Galileo recorded his researched rational doctrine in several texts.

1. His book Dialogue Concerning the Two New Chief Systems of the World caused a great stir in the thinking about the structure of the universe. So many have called Galileo’s book “The great manifesto of the new science.”

2. His other notable book is Dialogue on the Two Systems of the World, which refutes Ptolemy’s speech.

 D. Last life:
 1. Shipping:

The last life of the great scientist Galileo was not happy at all.
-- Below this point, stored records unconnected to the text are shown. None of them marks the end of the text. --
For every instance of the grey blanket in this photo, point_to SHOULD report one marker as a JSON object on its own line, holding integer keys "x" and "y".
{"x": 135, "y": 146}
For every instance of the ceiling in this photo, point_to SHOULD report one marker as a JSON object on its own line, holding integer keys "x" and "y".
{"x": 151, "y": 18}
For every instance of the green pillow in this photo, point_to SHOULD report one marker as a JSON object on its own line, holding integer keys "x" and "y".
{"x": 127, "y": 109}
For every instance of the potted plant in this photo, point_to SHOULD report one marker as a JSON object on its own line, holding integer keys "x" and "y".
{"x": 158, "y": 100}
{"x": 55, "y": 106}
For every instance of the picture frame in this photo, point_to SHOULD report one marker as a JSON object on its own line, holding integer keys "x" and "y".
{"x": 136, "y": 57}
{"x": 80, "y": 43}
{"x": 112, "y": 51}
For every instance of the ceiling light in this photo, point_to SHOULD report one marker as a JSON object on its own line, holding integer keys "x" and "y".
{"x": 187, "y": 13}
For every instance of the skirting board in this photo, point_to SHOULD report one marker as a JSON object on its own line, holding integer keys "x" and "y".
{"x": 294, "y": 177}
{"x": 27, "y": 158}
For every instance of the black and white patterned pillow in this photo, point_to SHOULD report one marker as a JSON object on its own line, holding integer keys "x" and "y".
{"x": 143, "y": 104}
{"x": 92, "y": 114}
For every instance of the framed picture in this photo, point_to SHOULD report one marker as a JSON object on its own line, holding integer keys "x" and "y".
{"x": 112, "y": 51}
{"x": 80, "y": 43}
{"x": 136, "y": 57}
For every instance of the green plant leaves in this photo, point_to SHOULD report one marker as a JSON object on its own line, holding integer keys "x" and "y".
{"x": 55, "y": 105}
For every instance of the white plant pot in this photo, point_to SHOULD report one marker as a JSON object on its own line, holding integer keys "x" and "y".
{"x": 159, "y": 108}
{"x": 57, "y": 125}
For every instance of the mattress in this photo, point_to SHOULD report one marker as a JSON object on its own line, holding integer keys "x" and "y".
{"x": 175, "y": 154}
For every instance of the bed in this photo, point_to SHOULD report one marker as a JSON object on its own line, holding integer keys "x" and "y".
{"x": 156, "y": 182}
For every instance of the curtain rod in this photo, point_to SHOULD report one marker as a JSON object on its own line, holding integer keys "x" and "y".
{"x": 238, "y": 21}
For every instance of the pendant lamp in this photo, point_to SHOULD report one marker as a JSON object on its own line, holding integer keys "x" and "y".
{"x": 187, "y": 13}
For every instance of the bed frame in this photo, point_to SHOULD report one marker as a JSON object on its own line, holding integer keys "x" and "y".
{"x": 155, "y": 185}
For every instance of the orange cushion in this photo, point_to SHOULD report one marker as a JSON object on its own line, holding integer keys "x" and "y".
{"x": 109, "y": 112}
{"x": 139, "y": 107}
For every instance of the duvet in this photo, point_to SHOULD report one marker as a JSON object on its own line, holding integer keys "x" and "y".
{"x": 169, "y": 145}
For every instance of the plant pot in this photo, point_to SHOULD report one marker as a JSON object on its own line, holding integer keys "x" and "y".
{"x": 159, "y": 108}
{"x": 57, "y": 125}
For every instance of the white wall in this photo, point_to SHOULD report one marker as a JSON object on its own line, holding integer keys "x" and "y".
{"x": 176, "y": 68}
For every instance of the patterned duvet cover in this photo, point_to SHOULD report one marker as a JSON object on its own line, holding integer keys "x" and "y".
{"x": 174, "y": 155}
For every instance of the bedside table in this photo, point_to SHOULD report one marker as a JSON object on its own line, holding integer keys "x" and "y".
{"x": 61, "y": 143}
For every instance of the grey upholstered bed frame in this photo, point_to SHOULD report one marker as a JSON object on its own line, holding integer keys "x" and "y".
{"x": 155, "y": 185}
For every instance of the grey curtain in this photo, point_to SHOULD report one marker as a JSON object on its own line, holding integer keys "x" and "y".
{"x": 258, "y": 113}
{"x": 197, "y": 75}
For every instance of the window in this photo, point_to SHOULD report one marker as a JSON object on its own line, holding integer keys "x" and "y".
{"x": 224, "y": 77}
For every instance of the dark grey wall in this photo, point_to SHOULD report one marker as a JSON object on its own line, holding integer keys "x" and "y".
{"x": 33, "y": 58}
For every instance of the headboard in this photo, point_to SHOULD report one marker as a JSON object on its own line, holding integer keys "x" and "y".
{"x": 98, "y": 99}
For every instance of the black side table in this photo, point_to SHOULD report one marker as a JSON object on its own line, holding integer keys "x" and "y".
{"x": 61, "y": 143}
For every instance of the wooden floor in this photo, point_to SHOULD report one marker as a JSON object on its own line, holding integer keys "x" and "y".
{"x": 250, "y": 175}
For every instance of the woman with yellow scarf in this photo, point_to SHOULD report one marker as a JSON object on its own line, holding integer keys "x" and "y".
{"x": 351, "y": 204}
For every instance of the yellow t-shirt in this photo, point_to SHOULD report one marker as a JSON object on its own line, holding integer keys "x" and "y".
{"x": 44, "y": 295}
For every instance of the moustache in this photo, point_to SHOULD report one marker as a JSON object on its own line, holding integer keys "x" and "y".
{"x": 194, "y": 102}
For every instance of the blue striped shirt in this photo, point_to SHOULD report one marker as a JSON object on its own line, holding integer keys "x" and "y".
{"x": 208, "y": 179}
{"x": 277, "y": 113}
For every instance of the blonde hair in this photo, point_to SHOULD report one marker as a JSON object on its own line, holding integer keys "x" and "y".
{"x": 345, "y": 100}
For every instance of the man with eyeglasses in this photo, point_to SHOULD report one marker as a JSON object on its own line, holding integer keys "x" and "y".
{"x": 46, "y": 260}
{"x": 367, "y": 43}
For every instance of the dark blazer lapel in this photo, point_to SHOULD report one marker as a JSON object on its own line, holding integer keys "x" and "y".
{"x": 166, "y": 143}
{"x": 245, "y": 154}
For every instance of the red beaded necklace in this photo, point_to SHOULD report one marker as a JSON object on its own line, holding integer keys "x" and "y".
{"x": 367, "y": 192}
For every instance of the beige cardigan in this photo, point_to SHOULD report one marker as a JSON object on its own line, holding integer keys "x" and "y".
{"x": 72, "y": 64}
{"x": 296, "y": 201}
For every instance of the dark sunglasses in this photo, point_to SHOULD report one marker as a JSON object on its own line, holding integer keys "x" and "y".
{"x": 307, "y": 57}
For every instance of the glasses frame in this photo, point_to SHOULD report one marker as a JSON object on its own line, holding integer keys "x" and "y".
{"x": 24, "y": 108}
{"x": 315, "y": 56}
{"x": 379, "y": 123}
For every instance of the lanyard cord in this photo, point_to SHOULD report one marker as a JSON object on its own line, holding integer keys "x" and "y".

He was arrested (1833 AD) by the Inquisition or the Roman court for contradicting the Bible’s statement about the structure of the universe. 

2. Resentment:
Galileo, the world’s greatest scientist at the time, finally succumbed to church pressure. Church leaders knelt before Galileo and confessed, “My doctrine is wrong. Everything I have said about space is my fabrication. What the Bible says is true. I am willing to accept the punishment for this great sin. ”

3. Life of a prisoner:
In the name of justice, he was sentenced to be kept under house arrest for the rest of his life. While in captivity, Galileo wrote the famous book Two New Sciences, in which he summarized his work over the past 40 years.

4. Blindness and death:

 As a result of church persecution, Galileo became completely blind in 1836 and suffered from a number of incurable diseases. He died on 7 January 1842 at the age of eight. After his death, his body was buried in a proper place with the utmost respect, when Pope Urban III prevented him from being buried in a very disrespectful and simple manner. Respecting his greatness, in the words of Rabindranath Tagore, it can be said about Galileo — drink the poison of life yourself / donate the nectar that arose.

 E. Evaluation:

 Galileo’s contribution to modern science and rational astronomical research is of paramount importance. He proved the doctrine of the structure of the universe with the help of kinetics and mechanics. His discovery of telescopes led to the advent of astronomy.